Re: [PATCH v2 0/5] Defer throttle when task exits to user

From: Aaron Lu
Date: Thu Jul 03 2025 - 02:35:31 EST


Hi Benjamin,

Thanks for taking a look.

On Wed, Jul 02, 2025 at 03:00:56PM -0700, Benjamin Segall wrote:
> Aaron Lu <ziqianlu@xxxxxxxxxxxxx> writes:
>
> > For pelt clock, I chose to keep the current behavior to freeze it on
> > cfs_rq's throttle time. The assumption is that tasks running in kernel
> > mode should not last too long, freezing the cfs_rq's pelt clock can keep
> > its load and its corresponding sched_entity's weight. Hopefully, this can
> > result in a stable situation for the remaining running tasks to quickly
> > finish their jobs in kernel mode.
>
> I suppose the way that this would go wrong would be CPU 1 using up all
> of the quota, and then a task waking up on CPU 2 and trying to run in
> the kernel for a while.
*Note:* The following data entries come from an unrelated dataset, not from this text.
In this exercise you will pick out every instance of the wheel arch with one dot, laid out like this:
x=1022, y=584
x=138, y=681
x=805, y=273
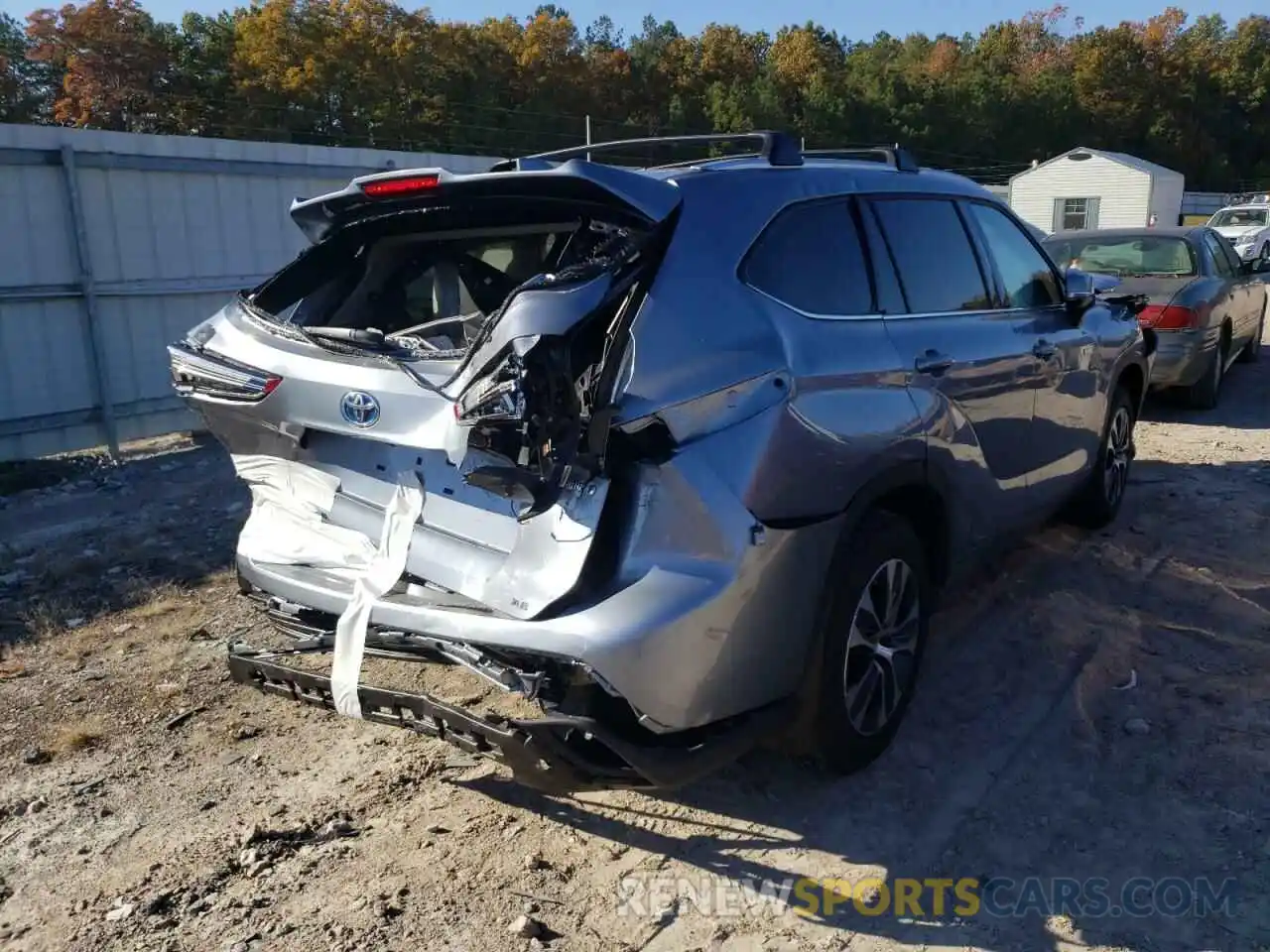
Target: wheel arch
x=912, y=492
x=1133, y=377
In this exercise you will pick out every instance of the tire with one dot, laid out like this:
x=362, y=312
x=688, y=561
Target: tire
x=1098, y=502
x=1206, y=394
x=855, y=725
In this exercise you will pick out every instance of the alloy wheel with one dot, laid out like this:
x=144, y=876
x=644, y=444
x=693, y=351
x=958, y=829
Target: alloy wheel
x=881, y=648
x=1115, y=475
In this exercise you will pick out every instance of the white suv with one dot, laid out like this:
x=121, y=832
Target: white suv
x=1247, y=227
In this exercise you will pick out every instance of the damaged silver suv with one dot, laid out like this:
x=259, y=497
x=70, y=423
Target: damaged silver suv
x=684, y=454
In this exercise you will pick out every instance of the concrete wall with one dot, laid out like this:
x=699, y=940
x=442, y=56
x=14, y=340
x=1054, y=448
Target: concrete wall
x=114, y=244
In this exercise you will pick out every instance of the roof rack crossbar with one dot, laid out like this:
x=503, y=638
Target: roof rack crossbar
x=897, y=157
x=776, y=148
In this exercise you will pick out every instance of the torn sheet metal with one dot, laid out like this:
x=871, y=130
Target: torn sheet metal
x=290, y=502
x=380, y=575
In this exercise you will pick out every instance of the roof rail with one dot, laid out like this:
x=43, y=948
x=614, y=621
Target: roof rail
x=776, y=148
x=897, y=157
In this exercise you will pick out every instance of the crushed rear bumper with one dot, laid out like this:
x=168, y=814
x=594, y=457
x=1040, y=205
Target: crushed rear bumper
x=556, y=754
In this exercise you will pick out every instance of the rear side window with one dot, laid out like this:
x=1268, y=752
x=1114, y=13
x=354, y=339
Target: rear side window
x=933, y=254
x=1222, y=257
x=810, y=257
x=1028, y=278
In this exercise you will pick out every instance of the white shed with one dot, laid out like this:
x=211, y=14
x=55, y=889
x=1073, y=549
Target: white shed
x=1091, y=188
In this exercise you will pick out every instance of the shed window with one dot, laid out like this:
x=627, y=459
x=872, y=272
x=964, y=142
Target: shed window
x=1076, y=213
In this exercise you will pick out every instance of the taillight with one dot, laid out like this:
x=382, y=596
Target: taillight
x=1170, y=317
x=400, y=188
x=208, y=375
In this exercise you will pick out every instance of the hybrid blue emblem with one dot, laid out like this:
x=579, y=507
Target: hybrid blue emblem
x=359, y=408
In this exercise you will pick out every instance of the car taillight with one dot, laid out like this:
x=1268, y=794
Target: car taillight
x=1170, y=317
x=208, y=375
x=400, y=188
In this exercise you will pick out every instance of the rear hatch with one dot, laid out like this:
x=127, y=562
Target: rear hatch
x=466, y=329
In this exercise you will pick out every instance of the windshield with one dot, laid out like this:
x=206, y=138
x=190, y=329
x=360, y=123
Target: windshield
x=1238, y=218
x=1124, y=255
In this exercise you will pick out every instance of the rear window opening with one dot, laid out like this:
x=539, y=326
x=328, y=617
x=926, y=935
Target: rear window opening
x=525, y=307
x=432, y=277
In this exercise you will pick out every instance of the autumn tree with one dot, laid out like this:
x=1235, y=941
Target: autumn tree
x=116, y=63
x=1191, y=94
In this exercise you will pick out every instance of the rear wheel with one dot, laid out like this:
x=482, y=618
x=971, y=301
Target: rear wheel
x=873, y=642
x=1098, y=502
x=1206, y=391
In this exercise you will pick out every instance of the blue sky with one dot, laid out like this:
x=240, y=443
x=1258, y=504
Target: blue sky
x=858, y=21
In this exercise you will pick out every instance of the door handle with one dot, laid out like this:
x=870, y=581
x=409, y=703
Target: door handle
x=934, y=363
x=1044, y=350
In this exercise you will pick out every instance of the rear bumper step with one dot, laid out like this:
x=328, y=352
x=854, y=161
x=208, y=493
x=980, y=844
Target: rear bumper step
x=544, y=753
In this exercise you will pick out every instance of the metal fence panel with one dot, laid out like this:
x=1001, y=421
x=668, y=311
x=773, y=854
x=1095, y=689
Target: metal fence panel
x=114, y=244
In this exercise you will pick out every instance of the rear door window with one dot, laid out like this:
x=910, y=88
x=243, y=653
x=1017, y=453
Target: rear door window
x=937, y=263
x=1223, y=257
x=811, y=258
x=1026, y=277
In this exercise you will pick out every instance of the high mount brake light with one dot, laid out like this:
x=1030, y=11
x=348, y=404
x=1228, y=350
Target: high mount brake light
x=399, y=188
x=1171, y=317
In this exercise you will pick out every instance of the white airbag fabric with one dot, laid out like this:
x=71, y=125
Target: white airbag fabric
x=287, y=527
x=382, y=572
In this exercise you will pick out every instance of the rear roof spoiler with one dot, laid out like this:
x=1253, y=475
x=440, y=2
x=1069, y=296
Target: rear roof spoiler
x=624, y=189
x=776, y=148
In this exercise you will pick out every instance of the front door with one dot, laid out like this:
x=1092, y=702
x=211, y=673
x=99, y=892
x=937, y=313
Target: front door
x=1069, y=405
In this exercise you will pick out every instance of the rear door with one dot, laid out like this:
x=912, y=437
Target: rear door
x=1248, y=289
x=973, y=367
x=1069, y=408
x=1230, y=298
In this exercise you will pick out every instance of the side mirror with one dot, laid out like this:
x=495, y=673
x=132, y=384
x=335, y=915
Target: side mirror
x=1080, y=291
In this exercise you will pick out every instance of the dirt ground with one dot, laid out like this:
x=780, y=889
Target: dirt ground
x=1097, y=707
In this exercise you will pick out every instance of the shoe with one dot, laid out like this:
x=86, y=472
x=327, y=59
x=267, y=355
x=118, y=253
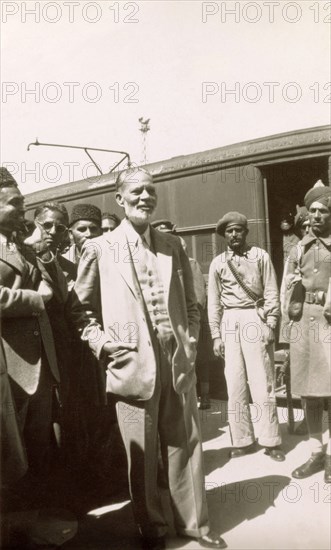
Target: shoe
x=236, y=452
x=211, y=540
x=302, y=429
x=327, y=471
x=153, y=543
x=204, y=403
x=313, y=465
x=276, y=453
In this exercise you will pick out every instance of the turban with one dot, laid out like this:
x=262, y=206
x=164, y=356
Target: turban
x=85, y=212
x=301, y=216
x=165, y=226
x=231, y=218
x=319, y=193
x=6, y=179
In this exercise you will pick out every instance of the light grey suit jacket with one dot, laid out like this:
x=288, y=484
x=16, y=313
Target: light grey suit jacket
x=108, y=307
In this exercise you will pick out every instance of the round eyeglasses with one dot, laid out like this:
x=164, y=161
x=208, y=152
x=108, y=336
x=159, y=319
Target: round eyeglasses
x=59, y=227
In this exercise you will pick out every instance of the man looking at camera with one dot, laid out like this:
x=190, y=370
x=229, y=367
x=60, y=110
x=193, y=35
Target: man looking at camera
x=140, y=317
x=243, y=308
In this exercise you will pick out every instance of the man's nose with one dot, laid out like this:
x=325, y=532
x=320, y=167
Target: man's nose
x=145, y=194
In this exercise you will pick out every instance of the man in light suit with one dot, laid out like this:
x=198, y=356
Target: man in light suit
x=137, y=309
x=27, y=282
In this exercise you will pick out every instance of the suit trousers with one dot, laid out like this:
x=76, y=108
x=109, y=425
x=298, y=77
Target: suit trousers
x=35, y=418
x=170, y=420
x=249, y=366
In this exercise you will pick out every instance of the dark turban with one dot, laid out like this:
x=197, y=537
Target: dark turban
x=319, y=193
x=6, y=179
x=231, y=218
x=85, y=212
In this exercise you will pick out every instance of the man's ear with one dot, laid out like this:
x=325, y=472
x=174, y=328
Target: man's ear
x=119, y=199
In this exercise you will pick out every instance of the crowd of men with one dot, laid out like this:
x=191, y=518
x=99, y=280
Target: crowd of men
x=93, y=306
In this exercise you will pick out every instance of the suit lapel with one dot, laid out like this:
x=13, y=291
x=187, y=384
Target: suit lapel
x=123, y=258
x=163, y=251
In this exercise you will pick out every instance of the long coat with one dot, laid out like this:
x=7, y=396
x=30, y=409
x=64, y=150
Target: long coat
x=310, y=337
x=110, y=307
x=25, y=324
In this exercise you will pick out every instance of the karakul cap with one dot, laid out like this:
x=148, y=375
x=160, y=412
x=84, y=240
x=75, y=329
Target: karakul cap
x=231, y=218
x=319, y=192
x=85, y=212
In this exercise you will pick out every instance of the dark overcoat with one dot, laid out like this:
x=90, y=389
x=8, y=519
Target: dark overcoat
x=310, y=337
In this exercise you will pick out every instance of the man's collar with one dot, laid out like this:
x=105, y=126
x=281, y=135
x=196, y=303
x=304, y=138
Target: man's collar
x=241, y=252
x=311, y=237
x=133, y=236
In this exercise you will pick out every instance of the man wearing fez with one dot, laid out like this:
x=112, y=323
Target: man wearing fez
x=310, y=335
x=85, y=223
x=141, y=318
x=243, y=309
x=28, y=281
x=109, y=222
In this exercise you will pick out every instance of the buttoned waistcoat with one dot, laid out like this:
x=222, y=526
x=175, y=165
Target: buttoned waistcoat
x=108, y=306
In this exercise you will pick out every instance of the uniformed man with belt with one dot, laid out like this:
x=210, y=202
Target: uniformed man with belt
x=242, y=283
x=310, y=335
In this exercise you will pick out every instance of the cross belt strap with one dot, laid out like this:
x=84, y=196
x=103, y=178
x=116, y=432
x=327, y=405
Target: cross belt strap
x=258, y=300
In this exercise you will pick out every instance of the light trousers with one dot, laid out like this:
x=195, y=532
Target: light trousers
x=249, y=365
x=170, y=420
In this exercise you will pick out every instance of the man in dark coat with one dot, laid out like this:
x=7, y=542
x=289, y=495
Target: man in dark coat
x=310, y=336
x=137, y=309
x=27, y=282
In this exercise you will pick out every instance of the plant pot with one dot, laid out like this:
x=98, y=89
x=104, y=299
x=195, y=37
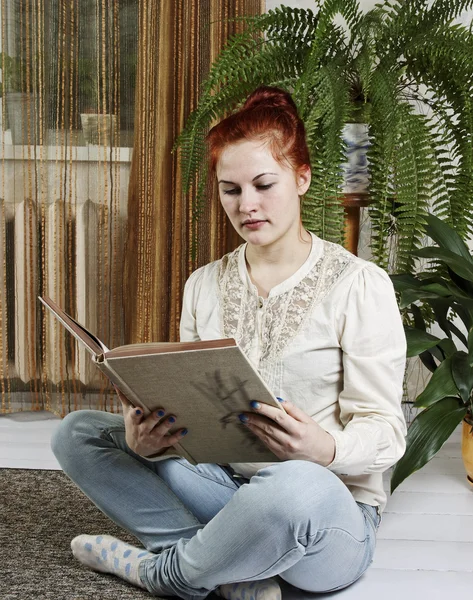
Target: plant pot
x=355, y=169
x=98, y=128
x=467, y=447
x=20, y=106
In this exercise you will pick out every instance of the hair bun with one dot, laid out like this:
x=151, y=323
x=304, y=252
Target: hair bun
x=270, y=97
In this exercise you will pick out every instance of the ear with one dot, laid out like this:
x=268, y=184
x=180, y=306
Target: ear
x=303, y=178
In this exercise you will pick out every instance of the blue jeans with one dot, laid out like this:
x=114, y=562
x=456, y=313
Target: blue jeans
x=294, y=519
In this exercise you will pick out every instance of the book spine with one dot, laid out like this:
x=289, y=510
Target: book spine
x=177, y=449
x=121, y=385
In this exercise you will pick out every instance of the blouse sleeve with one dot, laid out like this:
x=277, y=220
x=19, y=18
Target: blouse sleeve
x=187, y=326
x=373, y=343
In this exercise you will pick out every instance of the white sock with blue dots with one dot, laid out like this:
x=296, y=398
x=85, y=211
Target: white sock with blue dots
x=264, y=589
x=109, y=555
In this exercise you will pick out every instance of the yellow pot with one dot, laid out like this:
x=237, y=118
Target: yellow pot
x=467, y=448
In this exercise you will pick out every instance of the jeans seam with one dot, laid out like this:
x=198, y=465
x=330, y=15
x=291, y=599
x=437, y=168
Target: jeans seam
x=228, y=485
x=335, y=529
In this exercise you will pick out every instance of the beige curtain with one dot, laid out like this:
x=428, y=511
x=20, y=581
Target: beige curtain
x=179, y=41
x=67, y=93
x=69, y=129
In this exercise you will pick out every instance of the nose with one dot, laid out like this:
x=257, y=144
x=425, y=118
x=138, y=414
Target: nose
x=249, y=201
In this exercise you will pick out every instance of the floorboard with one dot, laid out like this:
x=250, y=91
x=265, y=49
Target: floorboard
x=425, y=541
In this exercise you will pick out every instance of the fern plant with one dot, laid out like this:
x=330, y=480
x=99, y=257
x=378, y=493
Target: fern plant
x=405, y=68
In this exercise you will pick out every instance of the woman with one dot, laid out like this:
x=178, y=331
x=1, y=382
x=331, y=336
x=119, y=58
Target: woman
x=323, y=328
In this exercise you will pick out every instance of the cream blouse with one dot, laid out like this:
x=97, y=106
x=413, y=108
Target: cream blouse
x=329, y=339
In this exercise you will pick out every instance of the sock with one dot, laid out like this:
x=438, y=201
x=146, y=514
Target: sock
x=265, y=589
x=109, y=555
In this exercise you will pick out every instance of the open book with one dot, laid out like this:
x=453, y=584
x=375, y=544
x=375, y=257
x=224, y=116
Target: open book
x=205, y=384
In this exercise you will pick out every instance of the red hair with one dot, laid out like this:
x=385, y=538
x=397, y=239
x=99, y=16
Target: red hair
x=270, y=115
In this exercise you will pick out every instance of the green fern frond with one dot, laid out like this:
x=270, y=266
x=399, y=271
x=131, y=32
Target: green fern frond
x=375, y=64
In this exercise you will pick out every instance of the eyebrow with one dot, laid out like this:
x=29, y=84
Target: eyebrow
x=254, y=178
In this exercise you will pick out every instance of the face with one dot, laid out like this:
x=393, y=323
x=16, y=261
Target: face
x=260, y=196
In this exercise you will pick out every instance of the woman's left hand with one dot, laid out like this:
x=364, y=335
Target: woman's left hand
x=290, y=435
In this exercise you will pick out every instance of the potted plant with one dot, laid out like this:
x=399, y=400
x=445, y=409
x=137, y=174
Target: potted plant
x=436, y=295
x=343, y=65
x=98, y=125
x=19, y=84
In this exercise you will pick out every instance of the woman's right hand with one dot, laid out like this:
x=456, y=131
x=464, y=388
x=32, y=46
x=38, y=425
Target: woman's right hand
x=148, y=436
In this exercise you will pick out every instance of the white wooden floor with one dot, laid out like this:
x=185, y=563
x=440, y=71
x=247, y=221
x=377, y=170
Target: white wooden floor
x=425, y=542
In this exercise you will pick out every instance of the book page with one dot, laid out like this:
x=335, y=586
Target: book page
x=92, y=343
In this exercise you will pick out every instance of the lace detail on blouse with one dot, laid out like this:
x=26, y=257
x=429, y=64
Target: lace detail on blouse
x=285, y=314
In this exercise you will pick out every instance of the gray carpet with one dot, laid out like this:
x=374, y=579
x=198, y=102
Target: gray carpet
x=40, y=512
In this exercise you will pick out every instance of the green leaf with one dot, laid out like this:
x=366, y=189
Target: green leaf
x=446, y=237
x=426, y=435
x=448, y=347
x=470, y=347
x=462, y=374
x=418, y=341
x=441, y=384
x=458, y=264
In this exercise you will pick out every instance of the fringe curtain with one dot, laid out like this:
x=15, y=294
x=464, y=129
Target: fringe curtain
x=178, y=43
x=69, y=121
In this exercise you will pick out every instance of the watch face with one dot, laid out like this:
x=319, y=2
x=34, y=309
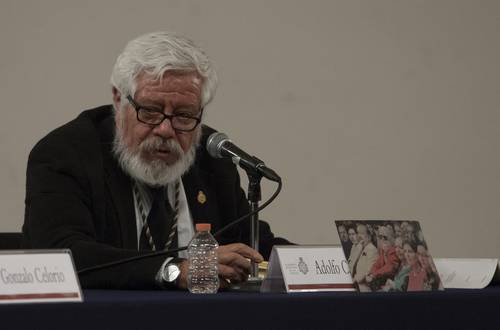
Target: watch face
x=172, y=272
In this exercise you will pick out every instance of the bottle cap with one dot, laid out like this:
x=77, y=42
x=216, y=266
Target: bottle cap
x=203, y=227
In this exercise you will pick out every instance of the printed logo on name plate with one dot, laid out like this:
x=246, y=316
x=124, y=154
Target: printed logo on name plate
x=303, y=266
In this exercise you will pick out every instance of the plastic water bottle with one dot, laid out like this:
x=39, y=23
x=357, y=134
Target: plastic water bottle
x=203, y=274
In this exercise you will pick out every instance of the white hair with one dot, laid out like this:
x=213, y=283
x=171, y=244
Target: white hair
x=155, y=53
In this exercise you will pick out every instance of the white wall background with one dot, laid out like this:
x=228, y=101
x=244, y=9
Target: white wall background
x=368, y=109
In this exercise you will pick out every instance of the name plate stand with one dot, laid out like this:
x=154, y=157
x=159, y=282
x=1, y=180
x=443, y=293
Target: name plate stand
x=307, y=269
x=38, y=276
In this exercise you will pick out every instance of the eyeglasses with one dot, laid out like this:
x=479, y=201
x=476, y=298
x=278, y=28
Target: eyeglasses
x=181, y=121
x=383, y=237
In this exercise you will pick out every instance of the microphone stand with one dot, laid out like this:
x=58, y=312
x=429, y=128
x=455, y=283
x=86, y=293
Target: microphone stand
x=254, y=197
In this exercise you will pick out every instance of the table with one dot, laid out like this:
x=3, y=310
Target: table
x=453, y=309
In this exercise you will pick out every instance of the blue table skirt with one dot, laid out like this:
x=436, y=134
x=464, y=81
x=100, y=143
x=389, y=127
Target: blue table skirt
x=452, y=309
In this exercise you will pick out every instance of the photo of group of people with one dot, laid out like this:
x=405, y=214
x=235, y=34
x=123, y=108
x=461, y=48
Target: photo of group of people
x=388, y=255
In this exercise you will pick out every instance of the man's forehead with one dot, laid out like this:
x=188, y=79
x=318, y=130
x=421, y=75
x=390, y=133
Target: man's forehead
x=190, y=80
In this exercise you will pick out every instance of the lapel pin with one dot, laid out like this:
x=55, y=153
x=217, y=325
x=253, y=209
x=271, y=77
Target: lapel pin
x=202, y=198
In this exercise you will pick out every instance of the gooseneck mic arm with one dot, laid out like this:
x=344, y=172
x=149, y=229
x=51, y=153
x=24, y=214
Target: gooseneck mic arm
x=219, y=146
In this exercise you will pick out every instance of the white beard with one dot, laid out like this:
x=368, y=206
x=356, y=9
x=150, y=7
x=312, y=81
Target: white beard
x=154, y=173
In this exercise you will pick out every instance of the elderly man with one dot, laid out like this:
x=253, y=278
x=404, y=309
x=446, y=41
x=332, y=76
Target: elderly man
x=126, y=179
x=363, y=260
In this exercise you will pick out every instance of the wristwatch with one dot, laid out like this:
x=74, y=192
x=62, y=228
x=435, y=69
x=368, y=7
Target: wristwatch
x=168, y=275
x=171, y=273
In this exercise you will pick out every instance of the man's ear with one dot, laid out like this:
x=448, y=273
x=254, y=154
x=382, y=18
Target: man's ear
x=116, y=98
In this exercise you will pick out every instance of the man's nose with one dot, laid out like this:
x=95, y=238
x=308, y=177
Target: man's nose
x=165, y=129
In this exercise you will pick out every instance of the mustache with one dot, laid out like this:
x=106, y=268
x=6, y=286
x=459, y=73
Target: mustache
x=154, y=143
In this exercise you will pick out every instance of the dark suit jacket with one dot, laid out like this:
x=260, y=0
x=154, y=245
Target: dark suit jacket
x=77, y=197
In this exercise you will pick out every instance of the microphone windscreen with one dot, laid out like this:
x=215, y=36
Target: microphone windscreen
x=214, y=143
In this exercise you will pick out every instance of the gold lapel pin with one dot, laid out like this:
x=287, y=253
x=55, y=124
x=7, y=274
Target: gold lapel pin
x=202, y=198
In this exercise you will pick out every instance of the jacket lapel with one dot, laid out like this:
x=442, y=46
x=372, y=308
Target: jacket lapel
x=201, y=199
x=119, y=186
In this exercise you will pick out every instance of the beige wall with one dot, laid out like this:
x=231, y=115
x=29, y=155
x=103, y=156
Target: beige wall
x=368, y=109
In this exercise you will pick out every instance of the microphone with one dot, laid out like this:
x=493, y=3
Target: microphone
x=219, y=146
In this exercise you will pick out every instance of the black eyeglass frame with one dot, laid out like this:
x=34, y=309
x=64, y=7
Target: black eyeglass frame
x=138, y=107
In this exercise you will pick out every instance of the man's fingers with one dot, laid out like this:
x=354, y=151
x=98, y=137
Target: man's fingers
x=235, y=260
x=233, y=274
x=243, y=250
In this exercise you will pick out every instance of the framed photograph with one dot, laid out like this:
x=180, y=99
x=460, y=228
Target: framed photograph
x=388, y=255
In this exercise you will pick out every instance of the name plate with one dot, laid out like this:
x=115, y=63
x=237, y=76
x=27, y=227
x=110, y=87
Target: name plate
x=28, y=276
x=307, y=269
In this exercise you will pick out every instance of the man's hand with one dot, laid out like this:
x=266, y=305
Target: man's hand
x=234, y=263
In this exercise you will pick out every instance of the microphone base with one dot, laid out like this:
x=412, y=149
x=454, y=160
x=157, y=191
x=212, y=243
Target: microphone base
x=253, y=284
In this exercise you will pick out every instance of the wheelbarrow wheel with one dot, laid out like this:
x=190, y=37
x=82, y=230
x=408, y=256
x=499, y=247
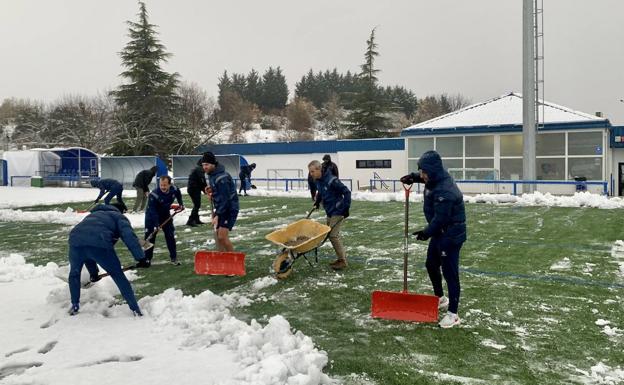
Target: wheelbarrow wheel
x=283, y=265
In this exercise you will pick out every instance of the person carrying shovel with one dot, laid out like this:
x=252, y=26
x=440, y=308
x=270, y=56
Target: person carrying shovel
x=336, y=199
x=444, y=211
x=222, y=192
x=157, y=213
x=92, y=243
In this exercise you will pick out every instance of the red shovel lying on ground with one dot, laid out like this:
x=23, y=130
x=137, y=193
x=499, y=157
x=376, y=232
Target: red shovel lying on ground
x=404, y=306
x=219, y=262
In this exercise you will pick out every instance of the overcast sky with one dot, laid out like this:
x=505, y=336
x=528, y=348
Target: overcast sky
x=51, y=48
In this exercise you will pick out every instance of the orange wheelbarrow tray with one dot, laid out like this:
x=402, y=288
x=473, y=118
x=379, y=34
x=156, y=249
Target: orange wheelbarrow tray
x=311, y=234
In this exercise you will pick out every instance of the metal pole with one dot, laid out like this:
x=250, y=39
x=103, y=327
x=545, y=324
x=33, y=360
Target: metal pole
x=528, y=93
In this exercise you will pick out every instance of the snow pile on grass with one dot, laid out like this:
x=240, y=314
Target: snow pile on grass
x=602, y=374
x=579, y=199
x=181, y=339
x=564, y=264
x=15, y=197
x=617, y=252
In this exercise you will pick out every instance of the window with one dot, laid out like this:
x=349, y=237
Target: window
x=590, y=168
x=382, y=163
x=550, y=168
x=511, y=145
x=511, y=169
x=550, y=144
x=417, y=147
x=480, y=146
x=585, y=143
x=451, y=147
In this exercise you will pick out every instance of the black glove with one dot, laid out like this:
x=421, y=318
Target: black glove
x=407, y=179
x=420, y=235
x=144, y=263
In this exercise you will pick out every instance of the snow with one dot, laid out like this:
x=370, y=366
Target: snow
x=564, y=264
x=181, y=339
x=492, y=344
x=502, y=110
x=602, y=374
x=15, y=197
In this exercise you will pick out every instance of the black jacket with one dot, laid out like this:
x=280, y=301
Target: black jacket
x=197, y=179
x=143, y=179
x=331, y=166
x=444, y=203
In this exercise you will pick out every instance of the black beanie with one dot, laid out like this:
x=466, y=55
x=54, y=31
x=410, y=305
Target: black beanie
x=208, y=157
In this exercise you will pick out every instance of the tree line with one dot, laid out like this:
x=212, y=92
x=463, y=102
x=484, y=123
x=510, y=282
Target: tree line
x=154, y=112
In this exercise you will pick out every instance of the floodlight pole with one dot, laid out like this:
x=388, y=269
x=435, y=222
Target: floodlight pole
x=528, y=93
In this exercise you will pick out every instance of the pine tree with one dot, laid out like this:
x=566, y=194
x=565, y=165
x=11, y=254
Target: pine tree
x=148, y=103
x=274, y=90
x=367, y=119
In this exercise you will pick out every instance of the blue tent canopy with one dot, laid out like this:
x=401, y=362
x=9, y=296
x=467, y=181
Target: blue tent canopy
x=77, y=161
I suspect pelt time needs to also keep running
> until all the tasks are asleep (and that's what we have been running at
> google with the version based on separate accounting, so we haven't
> accidentally done a large scale test of letting it pause).
>

Got it, I'll rework this part to keep pelt clock ticking and only stop
it when all tasks of a throttled cfs_rq get either throttled or blocked.
I will paste a diff on top of this series and if the diff looks OK, I'll
fold it to patch3 in next version.

> Otherwise it does look ok, so long as we're ok with increasing distribute
> time again.

Good to know this!

About not strictly limiting quota, I suppose that is a trade off and
having a system that is operating properly is better than a system with
task hung or even deadlock.

Best regards,
Aaron